The issue that Abbott (1988) sees as central, namely, interprofessional competition and jurisdictional disputes between occupational groups, should be related to the types of organizations within and between which such competition and disputes take place. The healthcare setting is a particularly good one for examining these kinds of issues because of the numbers of professional groups involved.
A second modiﬁcation to the professional–bureaucratic opposition thesis lies in the variety of organizational settings and their changing nature. While the death of bureaucracy is much over-stated, there is no doubt that new organizational forms are emerging that emphasize knowledge acquisition, use, and dissemination, together with ﬂexibility and autonomy in organizational working. We might argue that the organic, ﬂexible design is the ‘new’ organizational form. But there is a range of established and emerging forms within which there are diﬀering responses to expertise and professionalism.

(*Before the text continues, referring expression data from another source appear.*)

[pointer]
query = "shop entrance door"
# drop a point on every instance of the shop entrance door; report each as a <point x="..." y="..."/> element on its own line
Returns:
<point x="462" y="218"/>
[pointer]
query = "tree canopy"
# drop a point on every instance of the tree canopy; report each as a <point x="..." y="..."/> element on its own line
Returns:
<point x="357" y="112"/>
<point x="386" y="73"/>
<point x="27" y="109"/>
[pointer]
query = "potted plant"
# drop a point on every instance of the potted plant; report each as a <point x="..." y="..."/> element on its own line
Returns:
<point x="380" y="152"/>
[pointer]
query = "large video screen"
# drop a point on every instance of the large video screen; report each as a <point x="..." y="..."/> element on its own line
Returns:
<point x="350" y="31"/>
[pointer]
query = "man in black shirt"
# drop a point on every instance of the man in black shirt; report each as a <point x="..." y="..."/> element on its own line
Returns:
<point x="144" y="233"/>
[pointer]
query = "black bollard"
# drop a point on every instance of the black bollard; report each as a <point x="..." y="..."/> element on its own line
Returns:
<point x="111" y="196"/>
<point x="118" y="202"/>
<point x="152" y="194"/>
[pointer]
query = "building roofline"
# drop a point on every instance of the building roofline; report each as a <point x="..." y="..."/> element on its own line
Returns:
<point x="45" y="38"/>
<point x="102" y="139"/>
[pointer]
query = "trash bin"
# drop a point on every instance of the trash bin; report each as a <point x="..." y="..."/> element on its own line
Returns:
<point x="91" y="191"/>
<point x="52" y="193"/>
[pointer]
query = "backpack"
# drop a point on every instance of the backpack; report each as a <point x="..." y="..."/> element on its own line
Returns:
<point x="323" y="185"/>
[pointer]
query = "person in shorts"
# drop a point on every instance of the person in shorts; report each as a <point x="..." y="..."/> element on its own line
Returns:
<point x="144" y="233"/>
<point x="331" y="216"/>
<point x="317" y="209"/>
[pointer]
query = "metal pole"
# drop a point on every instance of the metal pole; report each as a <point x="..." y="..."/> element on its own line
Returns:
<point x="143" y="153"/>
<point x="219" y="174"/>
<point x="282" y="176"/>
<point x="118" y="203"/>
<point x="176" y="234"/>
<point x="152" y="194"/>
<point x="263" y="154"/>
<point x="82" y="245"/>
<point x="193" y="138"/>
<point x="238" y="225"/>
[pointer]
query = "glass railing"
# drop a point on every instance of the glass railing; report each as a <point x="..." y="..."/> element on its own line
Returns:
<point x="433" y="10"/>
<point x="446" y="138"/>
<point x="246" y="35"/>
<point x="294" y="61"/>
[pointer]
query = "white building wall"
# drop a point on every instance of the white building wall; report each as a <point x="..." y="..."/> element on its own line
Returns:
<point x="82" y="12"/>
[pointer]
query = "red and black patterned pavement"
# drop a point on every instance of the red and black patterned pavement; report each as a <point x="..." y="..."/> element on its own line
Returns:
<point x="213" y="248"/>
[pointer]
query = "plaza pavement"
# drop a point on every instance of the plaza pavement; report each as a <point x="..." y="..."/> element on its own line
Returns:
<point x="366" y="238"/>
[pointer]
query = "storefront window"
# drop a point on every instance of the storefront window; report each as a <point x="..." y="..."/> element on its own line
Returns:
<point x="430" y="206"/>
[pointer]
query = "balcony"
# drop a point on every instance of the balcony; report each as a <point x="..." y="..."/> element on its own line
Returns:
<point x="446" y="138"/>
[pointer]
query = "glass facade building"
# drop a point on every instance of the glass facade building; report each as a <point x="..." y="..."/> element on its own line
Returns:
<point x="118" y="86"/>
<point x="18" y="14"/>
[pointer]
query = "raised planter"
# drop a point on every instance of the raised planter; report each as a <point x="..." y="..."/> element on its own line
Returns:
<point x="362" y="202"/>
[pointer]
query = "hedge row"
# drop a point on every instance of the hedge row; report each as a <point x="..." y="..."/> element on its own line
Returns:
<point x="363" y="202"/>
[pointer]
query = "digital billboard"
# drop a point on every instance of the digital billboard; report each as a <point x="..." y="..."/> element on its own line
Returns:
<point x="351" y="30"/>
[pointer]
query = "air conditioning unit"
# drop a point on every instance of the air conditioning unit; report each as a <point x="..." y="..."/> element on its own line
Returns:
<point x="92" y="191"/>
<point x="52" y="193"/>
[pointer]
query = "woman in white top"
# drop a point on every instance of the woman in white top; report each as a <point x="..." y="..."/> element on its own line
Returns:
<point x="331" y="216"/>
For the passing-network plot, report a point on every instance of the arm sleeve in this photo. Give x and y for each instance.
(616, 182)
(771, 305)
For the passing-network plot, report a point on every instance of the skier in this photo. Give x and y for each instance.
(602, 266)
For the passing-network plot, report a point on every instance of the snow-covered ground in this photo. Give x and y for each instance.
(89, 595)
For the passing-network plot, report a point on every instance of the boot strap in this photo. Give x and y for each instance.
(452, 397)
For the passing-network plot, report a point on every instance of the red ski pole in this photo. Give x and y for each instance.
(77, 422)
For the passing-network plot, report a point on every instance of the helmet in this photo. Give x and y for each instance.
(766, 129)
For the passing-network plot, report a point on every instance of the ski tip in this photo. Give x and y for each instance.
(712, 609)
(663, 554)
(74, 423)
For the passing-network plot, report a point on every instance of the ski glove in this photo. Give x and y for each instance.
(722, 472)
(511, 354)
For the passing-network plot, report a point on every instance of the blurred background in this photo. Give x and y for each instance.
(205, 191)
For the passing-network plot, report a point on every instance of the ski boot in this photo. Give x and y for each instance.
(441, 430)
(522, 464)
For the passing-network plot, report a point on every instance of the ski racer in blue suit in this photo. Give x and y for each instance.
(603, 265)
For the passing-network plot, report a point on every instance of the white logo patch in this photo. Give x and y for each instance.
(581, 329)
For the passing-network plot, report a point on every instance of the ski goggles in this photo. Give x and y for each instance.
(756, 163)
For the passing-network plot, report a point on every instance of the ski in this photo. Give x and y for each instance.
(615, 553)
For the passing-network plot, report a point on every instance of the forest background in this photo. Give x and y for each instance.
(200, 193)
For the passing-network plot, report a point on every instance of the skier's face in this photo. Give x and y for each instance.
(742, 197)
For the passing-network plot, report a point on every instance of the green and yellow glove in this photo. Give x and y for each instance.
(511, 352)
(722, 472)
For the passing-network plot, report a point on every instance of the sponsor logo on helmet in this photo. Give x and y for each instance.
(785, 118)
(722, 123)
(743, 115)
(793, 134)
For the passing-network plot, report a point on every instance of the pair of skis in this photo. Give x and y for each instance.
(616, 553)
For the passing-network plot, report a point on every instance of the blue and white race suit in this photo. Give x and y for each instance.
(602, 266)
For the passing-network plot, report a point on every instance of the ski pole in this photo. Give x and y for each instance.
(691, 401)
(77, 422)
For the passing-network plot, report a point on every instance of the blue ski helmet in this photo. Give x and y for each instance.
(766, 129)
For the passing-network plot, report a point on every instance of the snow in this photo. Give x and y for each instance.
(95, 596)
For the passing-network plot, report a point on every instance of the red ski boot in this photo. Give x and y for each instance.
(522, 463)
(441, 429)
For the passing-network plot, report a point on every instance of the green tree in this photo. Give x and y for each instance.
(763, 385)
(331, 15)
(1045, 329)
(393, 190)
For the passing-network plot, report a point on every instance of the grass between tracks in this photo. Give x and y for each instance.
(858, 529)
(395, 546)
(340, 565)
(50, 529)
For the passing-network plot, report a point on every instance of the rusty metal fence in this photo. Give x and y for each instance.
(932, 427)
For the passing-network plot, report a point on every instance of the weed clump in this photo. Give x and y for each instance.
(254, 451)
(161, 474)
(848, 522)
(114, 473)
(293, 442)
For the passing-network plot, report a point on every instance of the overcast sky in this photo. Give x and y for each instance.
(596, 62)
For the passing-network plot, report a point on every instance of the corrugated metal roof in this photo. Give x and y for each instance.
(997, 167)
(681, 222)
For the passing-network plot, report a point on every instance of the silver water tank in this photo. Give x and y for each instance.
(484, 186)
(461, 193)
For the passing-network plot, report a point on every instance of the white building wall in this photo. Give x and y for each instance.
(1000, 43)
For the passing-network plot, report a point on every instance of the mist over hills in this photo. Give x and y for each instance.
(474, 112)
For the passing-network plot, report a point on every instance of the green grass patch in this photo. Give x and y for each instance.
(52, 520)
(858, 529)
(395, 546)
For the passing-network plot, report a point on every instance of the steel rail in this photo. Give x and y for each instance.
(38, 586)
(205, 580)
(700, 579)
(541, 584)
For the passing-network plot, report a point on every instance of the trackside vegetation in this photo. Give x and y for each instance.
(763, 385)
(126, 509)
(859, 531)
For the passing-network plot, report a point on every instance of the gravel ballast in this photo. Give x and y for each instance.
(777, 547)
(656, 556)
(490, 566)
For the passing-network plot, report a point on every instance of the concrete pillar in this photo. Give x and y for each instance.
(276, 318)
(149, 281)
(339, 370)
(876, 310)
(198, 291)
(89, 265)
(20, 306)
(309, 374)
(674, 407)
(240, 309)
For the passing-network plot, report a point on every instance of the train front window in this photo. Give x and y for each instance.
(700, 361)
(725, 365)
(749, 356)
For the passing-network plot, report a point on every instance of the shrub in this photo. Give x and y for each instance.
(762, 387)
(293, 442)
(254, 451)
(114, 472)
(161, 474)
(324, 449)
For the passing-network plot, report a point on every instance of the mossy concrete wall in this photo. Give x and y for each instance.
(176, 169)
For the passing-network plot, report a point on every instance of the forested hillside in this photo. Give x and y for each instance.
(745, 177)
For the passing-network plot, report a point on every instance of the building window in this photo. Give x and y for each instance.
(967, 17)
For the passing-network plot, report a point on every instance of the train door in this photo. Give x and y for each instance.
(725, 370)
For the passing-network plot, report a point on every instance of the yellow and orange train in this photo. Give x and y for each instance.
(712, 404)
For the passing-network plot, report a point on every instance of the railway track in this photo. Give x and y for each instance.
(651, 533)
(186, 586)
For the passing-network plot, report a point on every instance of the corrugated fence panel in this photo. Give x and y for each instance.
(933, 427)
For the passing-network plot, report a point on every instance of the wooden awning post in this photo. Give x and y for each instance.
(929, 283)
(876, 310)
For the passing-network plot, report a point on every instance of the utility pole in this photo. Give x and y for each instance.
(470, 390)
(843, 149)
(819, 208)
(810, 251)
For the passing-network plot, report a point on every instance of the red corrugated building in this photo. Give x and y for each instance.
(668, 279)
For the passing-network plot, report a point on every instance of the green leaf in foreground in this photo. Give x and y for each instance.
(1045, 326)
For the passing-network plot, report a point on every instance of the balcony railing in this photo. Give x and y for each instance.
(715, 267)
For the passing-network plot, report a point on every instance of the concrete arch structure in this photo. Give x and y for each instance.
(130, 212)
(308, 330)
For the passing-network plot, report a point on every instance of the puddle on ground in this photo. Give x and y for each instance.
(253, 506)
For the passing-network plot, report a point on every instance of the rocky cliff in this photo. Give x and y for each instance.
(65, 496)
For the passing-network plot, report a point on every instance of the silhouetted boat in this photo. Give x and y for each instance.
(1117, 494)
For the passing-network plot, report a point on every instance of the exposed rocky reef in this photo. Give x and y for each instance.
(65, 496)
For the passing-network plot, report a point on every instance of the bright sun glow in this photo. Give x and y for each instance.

A further development of these themes comes from our increased understanding of the role and nature of the professional service ﬁrm. Within the 1990s more and more interest and research has been centered on, inter alia, accounting ﬁrms, law ﬁrms, management consulting ﬁrms, and engineering consulting ﬁrms. These are, of course, the archetypal sites for the study of professionals within settings which should be the most accommodating because they are organized around professional work and managed by the professionals themselves. But they are also operating in changing institutional and market environments and face intra and interprofessional competition. More research needs to be done on the way in which these professional ﬁelds are being restructured, new occupational grouping emerging, new organizational forms developing, and the organizational–professional relationship being changed. Part of this is also that there are important diﬀerences within as well as between professionals in terms of organizational setting.
Finally, an important and intriguing topic to be examined is the possible convergence of professionals in organizations and organizations of professionals. That is, on the one hand, many ‘nonprofessional’ organizations are becoming more knowledge-based and are experimenting with more ﬂexible and autonomy-based organizational forms. On the other hand, professional organizations are moving into new markets, facing more competition, changing their knowledge base, and growing in size. In doing this they are becoming more managed, more strategic, and possibly decreasing some aspects of autonomy and ﬂexibility. What they can oﬀer is challenging work with major clients. This suggests a new kind of convergence, combining professionalism and managerialism (bureaucratization), due to the increasing role of knowledge in ‘postindustrial,’ service-based new economies. These changes present a real challenge for research.